Let’s rethink this matter of getting your children saved. Perhaps one of the problems with this perspective is that it looks for a major spiritual event of salvation and misses the spiritual process of nurturing your children. It is your task to faithfully teach them the ways of God. It is the Holy Spirit’s task to work through the Word of God to change their hearts…
You must always hold out to your children both their need of Christ’s invasive redemptive work and their obligation to repent of their sin and place their faith in Jesus Christ. Repentance and faith are not rites of initiation to Christianity. Repentance and faith are the way to relate to God. Repentance and faith are not acts performed one time to become a Christian. They are attitudes of heart toward myself and sin. Faith is not just the way to get saved, it is the lifeline of Christian living.
Tedd Tripp, Shepherding a Child’s Heart, 52-53.
Thanks for the good reminder from Tedd Tripp. His material is second to none and highly recommended. I especially appreciate the way his entire approach to Christian child-rearing (discipleship) is infused with the redemptive principles of the gospel of grace, as your article illustrates.

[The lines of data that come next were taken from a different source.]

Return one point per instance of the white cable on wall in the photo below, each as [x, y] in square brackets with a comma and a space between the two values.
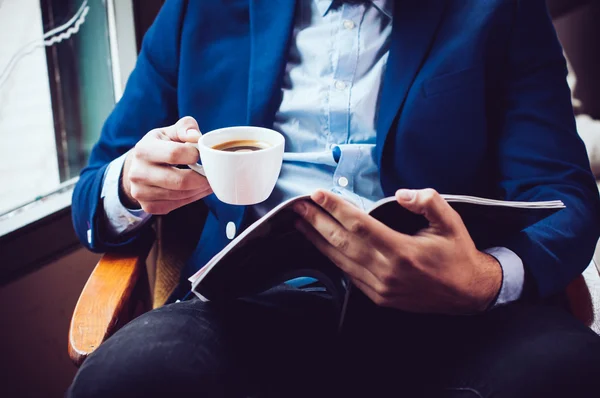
[54, 36]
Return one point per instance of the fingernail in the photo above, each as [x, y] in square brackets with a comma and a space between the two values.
[318, 197]
[405, 194]
[300, 208]
[300, 226]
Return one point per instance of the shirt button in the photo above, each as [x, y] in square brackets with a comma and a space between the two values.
[230, 230]
[348, 24]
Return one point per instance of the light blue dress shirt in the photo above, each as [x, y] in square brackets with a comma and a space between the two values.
[336, 63]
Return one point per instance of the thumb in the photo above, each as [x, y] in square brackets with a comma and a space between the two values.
[185, 130]
[428, 203]
[190, 135]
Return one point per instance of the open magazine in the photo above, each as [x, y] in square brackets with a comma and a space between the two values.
[271, 251]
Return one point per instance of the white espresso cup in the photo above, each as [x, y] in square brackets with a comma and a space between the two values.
[242, 177]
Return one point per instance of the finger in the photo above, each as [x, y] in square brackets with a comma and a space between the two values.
[162, 207]
[151, 193]
[167, 177]
[371, 293]
[430, 204]
[156, 150]
[359, 223]
[334, 233]
[185, 130]
[350, 267]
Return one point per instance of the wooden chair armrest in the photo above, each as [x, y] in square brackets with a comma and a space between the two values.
[104, 302]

Who could forget Tedd’s illustration of stapling fruit from elsewhere onto a dead fruit tree vs. a tree that naturally produces its own healthy fruit. Such natural healthy fruit can only come when a person is changed from the inside out. Stapled-on fruit is what we get when we insist on changed behavior apart from a changed heart. Behaviorists may get some desired external results. But God is out to change lives for etenity and to fill His house with sons and daughters like Jesus, who always loves the Father and loves to do His will — from the heart.